Quem produz em MS percebeu nos últimos dois anos que algo mudou. Não é só o preço da soja, o câmbio ou o clima — é a estrutura tributária e patrimonial do agronegócio brasileiro que está sendo redesenhada. E o produtor rural, historicamente protegido por um regime fiscal mais leve, está no centro dessa transformação.

Em conversas no escritório aqui em Campo Grande, ouvimos quase sempre a mesma frase: "doutor, meu vizinho abriu uma holding, faz sentido pra mim também?". A resposta honesta é: depende. Mas o movimento existe, é real, e tem três motivos muito concretos por trás.

Os três gatilhos que estão empurrando o produtor para a holding

1. A Reforma Tributária (EC 132/2023 e LC 214/2025)

A Emenda Constitucional 132/2023 e a Lei Complementar 214/2025 mudaram o jogo. O PIS, COFINS, ICMS e ISS estão sendo substituídos pela CBS (federal) e pelo IBS (estadual/municipal), no chamado modelo de IVA Dual.

Para o produtor rural pessoa física, a notícia mais sensível é esta: o regime de equiparação do produtor rural pessoa física ao contribuinte do IBS/CBS depende de um limite de faturamento anual de R$ 3,6 milhões. Quem fatura abaixo disso pode optar por ficar fora do regime — mas perde a possibilidade de transferir crédito para o comprador (frigorífico, trading, indústria). Quem fatura acima, é equiparado automaticamente.

Resultado prático: o produtor médio e grande de MS — pecuarista de corte com 2.000 cabeças, sojicultor com 800 hectares — vai ter que entrar no novo sistema. E aí a forma jurídica (pessoa física, PJ rural ou holding) muda totalmente o resultado final.

2. A pressão sobre o ITCMD

O ITCMD (imposto sobre herança e doação) em Mato Grosso do Sul hoje tem alíquota de 6%. Mas a Reforma Tributária autorizou expressamente a progressividade do imposto em todos os estados, com teto discutido no Senado podendo chegar a 16% (alíquota já praticada em alguns países e defendida em propostas recentes).

Faça a conta na sua fazenda: uma propriedade avaliada em R$ 30 milhões, transmitida hoje aos herdeiros, custa R$ 1,8 milhão de ITCMD. Se a alíquota subir para 8% nos próximos anos (cenário moderado para MS), o mesmo patrimônio custará R$ 2,4 milhões. A 16%, R$ 4,8 milhões — quase três vezes mais.

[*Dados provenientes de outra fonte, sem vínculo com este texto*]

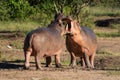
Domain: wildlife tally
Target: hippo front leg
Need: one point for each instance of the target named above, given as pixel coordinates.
(73, 60)
(83, 62)
(48, 61)
(57, 59)
(92, 60)
(27, 59)
(87, 61)
(37, 61)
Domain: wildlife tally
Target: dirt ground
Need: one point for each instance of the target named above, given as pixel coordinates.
(107, 62)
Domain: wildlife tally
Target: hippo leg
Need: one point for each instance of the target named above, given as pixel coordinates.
(57, 59)
(73, 60)
(87, 61)
(92, 60)
(83, 62)
(37, 60)
(48, 61)
(27, 59)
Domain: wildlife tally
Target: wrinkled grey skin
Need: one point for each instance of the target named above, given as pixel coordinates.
(84, 46)
(45, 42)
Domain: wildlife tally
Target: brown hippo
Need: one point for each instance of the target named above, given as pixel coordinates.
(80, 42)
(45, 42)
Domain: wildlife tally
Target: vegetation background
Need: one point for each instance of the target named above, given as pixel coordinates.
(25, 15)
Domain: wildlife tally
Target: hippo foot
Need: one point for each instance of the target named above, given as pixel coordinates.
(39, 68)
(26, 68)
(73, 66)
(59, 65)
(48, 65)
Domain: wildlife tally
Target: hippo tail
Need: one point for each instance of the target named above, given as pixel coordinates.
(28, 42)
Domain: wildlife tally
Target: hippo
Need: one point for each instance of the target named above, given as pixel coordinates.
(81, 42)
(45, 42)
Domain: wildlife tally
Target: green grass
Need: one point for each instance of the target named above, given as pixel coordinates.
(18, 26)
(103, 34)
(104, 11)
(113, 72)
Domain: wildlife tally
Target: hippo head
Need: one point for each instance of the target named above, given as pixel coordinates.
(73, 27)
(58, 22)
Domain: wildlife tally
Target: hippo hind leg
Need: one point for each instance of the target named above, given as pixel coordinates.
(27, 59)
(73, 60)
(92, 60)
(87, 61)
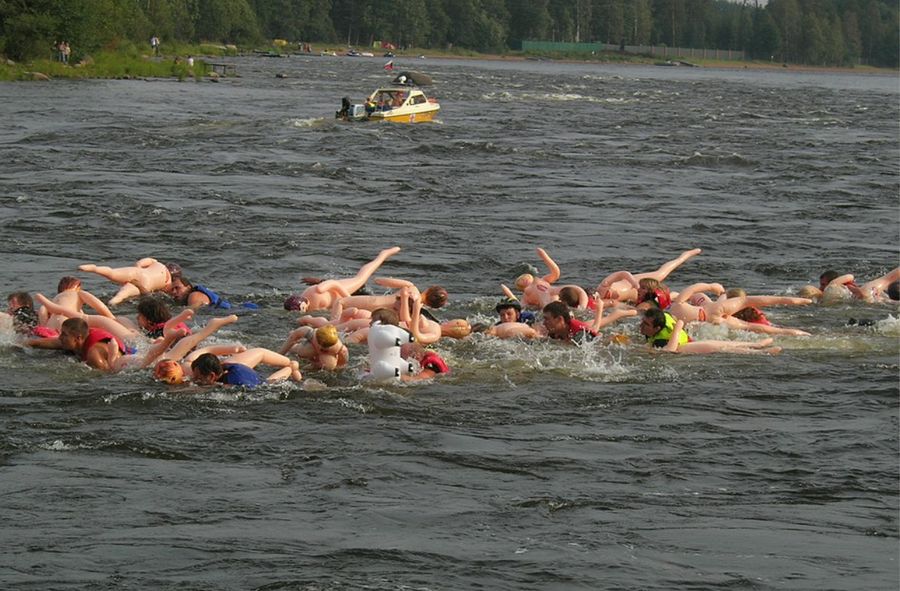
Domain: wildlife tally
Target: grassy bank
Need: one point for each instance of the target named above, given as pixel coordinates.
(129, 61)
(122, 63)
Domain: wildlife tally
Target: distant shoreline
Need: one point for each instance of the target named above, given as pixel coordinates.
(700, 63)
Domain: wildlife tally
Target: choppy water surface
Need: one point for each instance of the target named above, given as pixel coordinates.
(532, 466)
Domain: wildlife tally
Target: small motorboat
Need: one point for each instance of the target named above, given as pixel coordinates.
(400, 102)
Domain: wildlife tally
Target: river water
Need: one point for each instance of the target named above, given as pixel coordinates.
(531, 466)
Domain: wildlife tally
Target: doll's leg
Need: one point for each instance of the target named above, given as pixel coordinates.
(126, 292)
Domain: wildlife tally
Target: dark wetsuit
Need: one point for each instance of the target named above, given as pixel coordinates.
(24, 320)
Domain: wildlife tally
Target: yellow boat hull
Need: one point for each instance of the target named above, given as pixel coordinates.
(401, 116)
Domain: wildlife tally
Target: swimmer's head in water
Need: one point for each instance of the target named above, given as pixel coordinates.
(456, 329)
(524, 280)
(826, 278)
(435, 296)
(327, 336)
(699, 299)
(893, 290)
(810, 291)
(296, 303)
(174, 270)
(168, 371)
(67, 283)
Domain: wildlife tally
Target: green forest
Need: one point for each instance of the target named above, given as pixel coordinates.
(814, 32)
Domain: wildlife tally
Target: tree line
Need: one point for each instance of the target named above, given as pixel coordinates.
(818, 32)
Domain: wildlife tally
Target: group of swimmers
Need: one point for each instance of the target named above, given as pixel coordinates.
(338, 312)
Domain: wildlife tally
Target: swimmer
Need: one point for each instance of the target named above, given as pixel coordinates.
(20, 307)
(322, 346)
(560, 324)
(425, 330)
(431, 364)
(832, 287)
(667, 334)
(383, 315)
(154, 320)
(208, 369)
(755, 318)
(509, 309)
(195, 296)
(322, 295)
(146, 276)
(537, 292)
(97, 348)
(434, 296)
(692, 305)
(186, 349)
(616, 286)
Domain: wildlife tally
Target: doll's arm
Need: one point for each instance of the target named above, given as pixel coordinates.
(553, 275)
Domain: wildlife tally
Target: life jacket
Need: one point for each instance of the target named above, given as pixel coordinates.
(661, 339)
(98, 335)
(661, 297)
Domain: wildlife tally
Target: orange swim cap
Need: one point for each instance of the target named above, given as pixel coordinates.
(524, 280)
(326, 336)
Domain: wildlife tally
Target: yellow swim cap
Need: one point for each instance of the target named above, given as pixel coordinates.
(326, 336)
(168, 371)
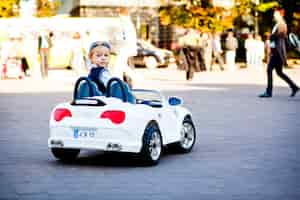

A holding rural, quando estruturada com doação de quotas com reserva de usufruto, congela a base de cálculo no valor atual e na alíquota atual. É uma trava jurídica contra o aumento futuro.

3. A sucessão que ninguém quer encarar

Esta é a parte difícil. Em MS, é comum encontrarmos fazendas na terceira geração com inventário não aberto, herdeiros brigados, terras improdutivas por impasse familiar. O custo emocional e financeiro de um inventário litigioso facilmente consome 20% a 30% do patrimônio em honorários, custas e tempo (média de 4 a 7 anos em casos contestados).

A holding resolve isso em vida, com regras claras, acordo de sócios e governança familiar.

Afinal, o que é uma holding rural?

Holding rural é uma sociedade (geralmente uma Sociedade Limitada ou uma Sociedade Anônima Fechada) constituída para deter o patrimônio rural — terras, máquinas, rebanho, participações — e, em muitos casos, operar a atividade agropecuária.

Existem dois modelos básicos:

  • Holding patrimonial pura: só detém os bens, arrenda para uma operacional ou para o próprio produtor.
  • Holding operacional rural: detém os bens E exerce a atividade rural diretamente, faturando soja, gado, grãos.

A escolha entre os dois modelos depende do faturamento, do perfil dos herdeiros e do planejamento sucessório. Trataremos disso em detalhe nos próximos episódios.

Quem é o produtor que mais se beneficia?

Nem todo produtor precisa de holding. Pelo nosso histórico de atendimento em MS, o perfil que mais se beneficia tem três ou mais destas características:

  • Patrimônio rural acima de R$ 5 milhões
  • Faturamento anual acima de R$ 2 milhões
  • Mais de um herdeiro (especialmente com perfis ou interesses diferentes)
  • Atividade diversificada (agricultura + pecuária, ou rural + urbano)
  • Intenção de manter a propriedade na família por mais de uma geração
  • Necessidade de profissionalizar a gestão

Se o produtor tem uma fazenda pequena, um único filho que toca a operação e patrimônio modesto, a holding pode ser excessiva. Honestidade técnica importa.

Exemplo numérico: o caso de uma fazenda em Maracaju

Vamos a um caso real (com números arredondados e identidade preservada). Produtor sojicultor em Maracaju, 1.200 hectares próprios, faturamento anual de R$ 18 milhões, patrimônio total (terras + máquinas + benfeitorias) de R$ 45 milhões. Três filhos, dois envolvidos na operação, um morando em São Paulo.

Cenário 1 — Sem holding, sucessão por inventário futuro (alíquota ITCMD a 8%):

  • ITCMD na herança: R$ 3,6 milhões
  • Custos de inventário (estimado 5%): R$ 2,25 milhões
  • Tempo médio: 3 a 5 anos com possível litígio
  • Custo total estimado: R$ 5,85 milhões

Cenário 2 — Holding rural constituída hoje, com doação de quotas com usufruto:

  • ITCMD na doação (6% atual sobre valor de quotas, com possibilidade de redução pela avaliação patrimonial): R$ 2,7 milhões — pagável em parcelas conforme planejamento
  • Custos de estruturação e manutenção (5 anos): R$ 150 mil
  • Economia tributária na operação (CBS/IBS com aproveitamento de créditos via PJ): em torno de R$ 400 mil/ano
  • Economia líquida em 10 anos: aproximadamente R$ 6,5 milhões

A diferença não está só no imposto pago — está no controle, na previsibilidade e na proteção patrimonial.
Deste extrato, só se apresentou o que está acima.